Generally, a workshop robot or an intelligent machine has a single application scene and function, can only complete a certain part of work in a specific scene, cannot perform the work when being used for other tasks or different scenes, and can greatly reduce the workload of workers. Taking the movement of a robot as an example, movement control and path planning are the basis of the working operation of the robot, and the existing workshop robot generally adopts a fixed line or a scene to set a mark for identification and other modes to control the movement and the path of an intelligent vehicle, so that the intelligent vehicle cannot complete the work under different tasks in different scenes, and the problems of high application cost and low benefit exist.
Disclosure of Invention
The invention aims to provide a DQN-based workshop multifunctional robot, which can meet the requirements of various different tasks through self-learning and solve the problems of high cost and low benefit of the current robot due to single application scene and task.
The application provides the following technical scheme:
a DQN-based workshop multi-function robot, comprising:
the DQN neural network model building module is used for building the DQN neural network model according to the following algorithm model:
Q(s t ,a t )←Q(s t ,a t )+α[R t +γQ(s t’ ,a t’ )-Q(s t ,a t )]
where γ represents a discount factor, α represents a learning rate, and R t Represents the accumulated return value, s t Represents the state at the current time t;
the training module is used for training the DQN neural network model;
the SLAM image construction module is used for generating an SLAM image according to the sensor data;
an environment state generation module for generating a state from the SLAM image;
the feasible action set construction module is used for dividing the coordinate plane into N directions to form a feasible action set;
and the control module is used for taking the feasible action set and the SLAM image data as input and outputting a behavior control decision through the DQN neural network model.
Further, N is 64.
Further, the DQN neural network model comprises two convolution layers, the step length of each convolution layer is 3, and the DQN neural network model further comprises two full-connection layers, wherein the first full-connection layer is provided with 256 nodes, and the second full-connection layer is provided with 8 nodes.
Further, R is t Calculated according to the following formula:
wherein r is t Representing the value of the reward after taking action a at the current time t, state s.
Further, r t The definition is as follows: when the robot moves towards the destination without collisionWhen in collision, the value is 5; -5 when the robot is in reverse direction with the destination or when the robot collides with a surrounding obstacle; otherwise, the value is 0.
Further, the training module continuously adjusts the network weights using a stochastic gradient descent method to minimize a loss function.
Further, the loss function employed by the training module is defined as follows:
L i (θ i )=E[(TargetQ-Q(s,a;θ i )) 2 ]
wherein the content of the first and second substances,representing the target network parameter, θ, of the ith iteration i Then the Q-network parameter.
Further, the SLAM image construction module comprises an RPLIDAR data acquisition module, an RGBD data acquisition module and a data fusion module, wherein the RPLIDAR data acquisition module is used for acquiring environment one-dimensional composition data, the prime RGBD data acquisition module is used for acquiring environment two-dimensional composition data, and the data fusion module is used for generating an SLAM image of an environment space according to the environment one-dimensional composition data and the environment two-dimensional composition data.
Further, random Gaussian noise is added when the RPLIDAR data acquisition module acquires the environment one-dimensional communication data.

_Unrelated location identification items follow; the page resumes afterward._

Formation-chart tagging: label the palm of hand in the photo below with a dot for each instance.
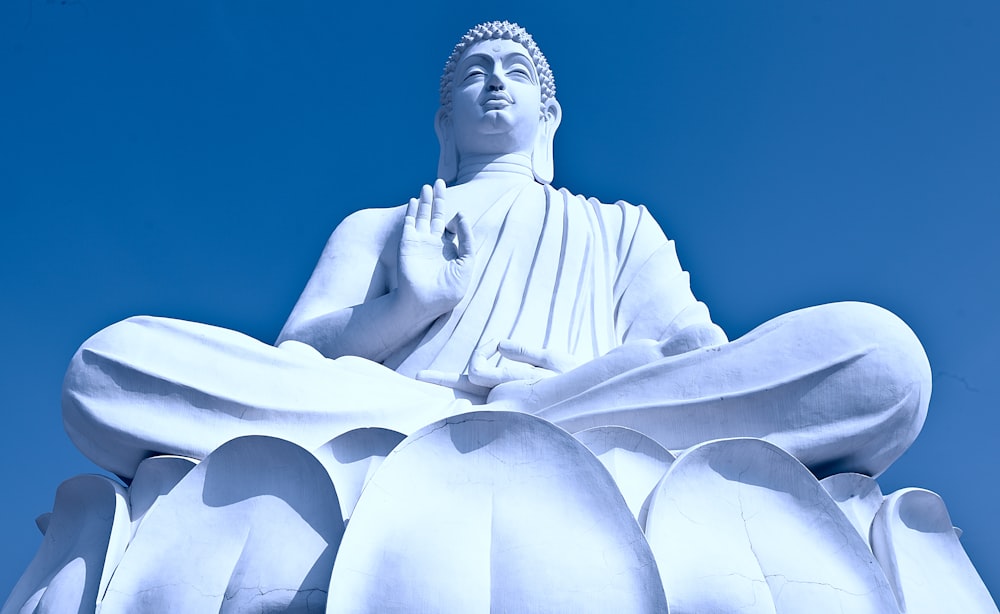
(434, 272)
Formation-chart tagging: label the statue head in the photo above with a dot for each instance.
(497, 97)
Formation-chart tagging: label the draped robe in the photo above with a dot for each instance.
(844, 387)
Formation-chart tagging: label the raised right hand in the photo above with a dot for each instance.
(433, 273)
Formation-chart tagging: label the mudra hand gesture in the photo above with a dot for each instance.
(524, 364)
(434, 272)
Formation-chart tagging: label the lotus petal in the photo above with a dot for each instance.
(252, 528)
(740, 525)
(352, 458)
(155, 477)
(84, 540)
(913, 538)
(635, 461)
(858, 496)
(493, 512)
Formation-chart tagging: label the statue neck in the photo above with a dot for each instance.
(491, 166)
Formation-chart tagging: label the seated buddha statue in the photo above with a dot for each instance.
(494, 290)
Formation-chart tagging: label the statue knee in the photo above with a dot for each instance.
(887, 387)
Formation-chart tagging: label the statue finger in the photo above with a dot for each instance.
(521, 371)
(438, 209)
(423, 221)
(487, 377)
(519, 352)
(454, 381)
(465, 238)
(411, 213)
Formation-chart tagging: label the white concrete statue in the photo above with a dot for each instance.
(494, 289)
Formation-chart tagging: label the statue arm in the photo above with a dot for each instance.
(347, 308)
(383, 278)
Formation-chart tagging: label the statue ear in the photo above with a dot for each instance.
(448, 158)
(541, 156)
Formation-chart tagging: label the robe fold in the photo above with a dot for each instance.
(844, 387)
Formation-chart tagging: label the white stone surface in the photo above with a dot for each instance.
(253, 528)
(493, 512)
(85, 539)
(858, 496)
(352, 458)
(492, 289)
(739, 525)
(635, 461)
(914, 540)
(155, 477)
(498, 289)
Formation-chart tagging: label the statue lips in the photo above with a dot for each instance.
(502, 100)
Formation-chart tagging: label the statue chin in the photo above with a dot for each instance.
(529, 411)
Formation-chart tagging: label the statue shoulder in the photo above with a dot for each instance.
(625, 215)
(368, 230)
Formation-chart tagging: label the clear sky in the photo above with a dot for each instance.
(189, 159)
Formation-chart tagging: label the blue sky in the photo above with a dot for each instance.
(189, 159)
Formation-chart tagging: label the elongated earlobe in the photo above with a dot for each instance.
(542, 165)
(448, 158)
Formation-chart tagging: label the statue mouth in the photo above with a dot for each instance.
(500, 102)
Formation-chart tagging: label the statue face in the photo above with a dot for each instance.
(496, 99)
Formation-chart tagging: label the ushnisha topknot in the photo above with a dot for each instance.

The data distortion caused by overfitting can be prevented, and the obtained data is more suitable for the actual situation.
The technical scheme of the invention has the beneficial effects that:
in the technical scheme of the invention, the DQN theory is used, so that the robot not only has a self-learning function, but also is more intelligent, and can be suitable for different application scenes to complete different tasks. The experience pool introduced in the DQN can greatly reduce the correlation problem among samples when the network is trained, and can prevent the neural network from learning only according to the latest action of the neural network by keeping the past experience, and encourage the neural network to learn from various random past experiences, thereby improving the decision accuracy. The non-equilibrium problem can be solved by dividing the DQN into a network for training and updating weights and a target network for calculating a target Q value; according to the technical scheme, the self-tracking function from the starting point to the terminal point can be realized under various different scenes, various carrying function requirements can be met, and the problems of high cost and low benefit of the current robot due to single applicable scene and task are solved.
Drawings
FIG. 1 is a control model structure diagram in an embodiment of a DQN-based workshop multifunctional robot according to the present application;
fig. 2 is a training flowchart in the embodiment of the DQN-based workshop multifunctional robot of the present application.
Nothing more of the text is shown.